Comme tous les peuples, les Russes aspirent à une vie tranquille, à la prospérité et à la sécurité. L’idée de reconstituer l’empire soviétique est bien loin de leurs préoccupations.
L’Ukraine
La guerre en Ukraine a commencé en 2014. L’Ukraine est devenue l’avant-poste de la démocratie face à la volonté de domination du régime autocratique de Poutine. Elle représente surtout un modèle démocratique qui va à l’encontre de la dictature qu’essaie de mettre en place le président russe.
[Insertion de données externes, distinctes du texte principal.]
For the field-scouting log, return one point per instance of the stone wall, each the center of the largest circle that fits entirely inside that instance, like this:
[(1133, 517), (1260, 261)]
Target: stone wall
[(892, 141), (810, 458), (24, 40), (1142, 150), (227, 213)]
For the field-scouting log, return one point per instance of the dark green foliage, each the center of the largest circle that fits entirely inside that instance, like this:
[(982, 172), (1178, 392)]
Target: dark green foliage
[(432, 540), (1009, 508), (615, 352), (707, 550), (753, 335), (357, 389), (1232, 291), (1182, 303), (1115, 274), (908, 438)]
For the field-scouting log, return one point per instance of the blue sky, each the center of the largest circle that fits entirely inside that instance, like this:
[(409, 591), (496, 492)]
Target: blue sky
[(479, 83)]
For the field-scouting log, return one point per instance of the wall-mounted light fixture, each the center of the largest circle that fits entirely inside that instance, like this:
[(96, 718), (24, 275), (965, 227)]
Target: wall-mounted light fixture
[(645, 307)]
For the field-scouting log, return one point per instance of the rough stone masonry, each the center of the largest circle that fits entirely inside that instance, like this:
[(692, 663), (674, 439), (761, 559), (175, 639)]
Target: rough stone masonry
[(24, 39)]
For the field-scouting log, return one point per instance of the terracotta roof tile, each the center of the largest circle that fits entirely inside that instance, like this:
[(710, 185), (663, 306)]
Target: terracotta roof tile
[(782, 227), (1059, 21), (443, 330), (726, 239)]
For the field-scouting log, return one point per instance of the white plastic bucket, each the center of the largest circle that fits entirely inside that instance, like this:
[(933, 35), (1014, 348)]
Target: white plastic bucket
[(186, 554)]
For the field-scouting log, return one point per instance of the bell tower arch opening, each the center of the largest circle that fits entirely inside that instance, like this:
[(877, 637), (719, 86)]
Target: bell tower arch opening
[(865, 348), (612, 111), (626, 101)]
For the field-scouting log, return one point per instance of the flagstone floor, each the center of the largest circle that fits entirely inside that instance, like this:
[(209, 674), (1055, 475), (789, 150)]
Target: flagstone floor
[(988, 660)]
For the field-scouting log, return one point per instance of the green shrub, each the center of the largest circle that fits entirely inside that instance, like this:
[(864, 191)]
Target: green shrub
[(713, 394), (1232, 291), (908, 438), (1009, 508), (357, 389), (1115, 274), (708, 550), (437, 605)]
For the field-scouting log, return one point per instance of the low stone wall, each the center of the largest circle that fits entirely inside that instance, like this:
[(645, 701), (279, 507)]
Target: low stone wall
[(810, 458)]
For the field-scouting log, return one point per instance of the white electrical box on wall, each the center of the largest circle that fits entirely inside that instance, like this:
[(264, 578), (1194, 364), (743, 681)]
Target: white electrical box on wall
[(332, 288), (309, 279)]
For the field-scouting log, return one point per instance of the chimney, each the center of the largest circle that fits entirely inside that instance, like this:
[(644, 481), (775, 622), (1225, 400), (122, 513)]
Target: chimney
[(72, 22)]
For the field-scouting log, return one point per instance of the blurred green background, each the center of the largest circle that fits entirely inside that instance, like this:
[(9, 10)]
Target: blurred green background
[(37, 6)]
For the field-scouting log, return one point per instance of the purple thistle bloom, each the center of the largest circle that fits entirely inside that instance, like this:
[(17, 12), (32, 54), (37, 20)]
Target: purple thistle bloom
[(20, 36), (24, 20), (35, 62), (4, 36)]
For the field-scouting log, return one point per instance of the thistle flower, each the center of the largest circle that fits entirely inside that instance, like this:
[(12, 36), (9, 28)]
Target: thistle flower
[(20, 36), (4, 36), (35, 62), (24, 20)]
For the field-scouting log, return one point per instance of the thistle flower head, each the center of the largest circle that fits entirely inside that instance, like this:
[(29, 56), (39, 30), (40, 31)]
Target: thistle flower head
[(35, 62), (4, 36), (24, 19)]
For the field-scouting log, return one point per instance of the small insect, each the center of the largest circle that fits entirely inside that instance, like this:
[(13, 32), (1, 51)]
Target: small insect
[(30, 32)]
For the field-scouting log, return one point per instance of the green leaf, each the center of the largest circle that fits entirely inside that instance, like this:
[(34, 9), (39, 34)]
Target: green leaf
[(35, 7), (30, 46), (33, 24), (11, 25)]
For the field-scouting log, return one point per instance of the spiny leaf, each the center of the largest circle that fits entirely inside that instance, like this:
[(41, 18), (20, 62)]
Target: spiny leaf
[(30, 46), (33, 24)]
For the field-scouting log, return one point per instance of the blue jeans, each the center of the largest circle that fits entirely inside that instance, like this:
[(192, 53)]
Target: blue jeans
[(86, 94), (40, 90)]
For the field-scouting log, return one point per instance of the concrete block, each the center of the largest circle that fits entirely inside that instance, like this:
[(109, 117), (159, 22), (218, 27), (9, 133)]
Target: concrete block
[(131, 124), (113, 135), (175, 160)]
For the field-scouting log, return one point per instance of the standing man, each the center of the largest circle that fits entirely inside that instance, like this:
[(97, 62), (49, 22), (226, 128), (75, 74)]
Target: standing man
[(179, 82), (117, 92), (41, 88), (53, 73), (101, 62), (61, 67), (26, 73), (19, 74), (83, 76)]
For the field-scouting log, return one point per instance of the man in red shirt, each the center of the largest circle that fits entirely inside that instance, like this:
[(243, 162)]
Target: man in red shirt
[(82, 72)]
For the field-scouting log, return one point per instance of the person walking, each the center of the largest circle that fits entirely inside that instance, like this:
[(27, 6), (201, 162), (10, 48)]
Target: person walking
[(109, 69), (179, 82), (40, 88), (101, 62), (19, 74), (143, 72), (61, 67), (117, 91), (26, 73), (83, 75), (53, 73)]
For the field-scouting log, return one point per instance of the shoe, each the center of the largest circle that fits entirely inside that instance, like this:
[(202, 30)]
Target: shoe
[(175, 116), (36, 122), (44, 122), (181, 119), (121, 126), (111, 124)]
Un peuple qui parle à peu près la même langue que les Russes vit en démocratie… Poutine le perçoit comme une grave menace pour lui et c’est pourquoi il est en guerre contre l’Ukraine.
Comme d’habitude, les démocraties occidentales ont tergiversé et se battent maintenant à bout de bras, par Ukrainiens interposés, contre une certaine Russie, celle des autocrates et des oligarques. Poutine est allé aussi loin que les pays occidentaux le lui ont permis.
La situation aurait peut-être été très différente si les pays occidentaux, membres de l’Otan ou pas, avaient dépêché des troupes en Ukraine AVANT le début des hostilités. Nous défendons la démocratie et vous ne touchez pas à l’Ukraine. Une attaque contre nos troupes polonaises, hongroises, françaises, allemandes, espagnoles, néerlandaises, canadiennes et américaines est automatiquement un acte de guerre contre nous tous. Qu’en pensez-vous M. Poutine?
Pour paraphraser Churchill, les démocraties ont choisi la honte pour éviter la guerre; elles ont eu la honte et la guerre. À cause de leurs hésitations, les démocraties ne peuvent plus vraiment stopper Poutine sans risquer une conflagration majeure.
Au peuple russe de jouer maintenant.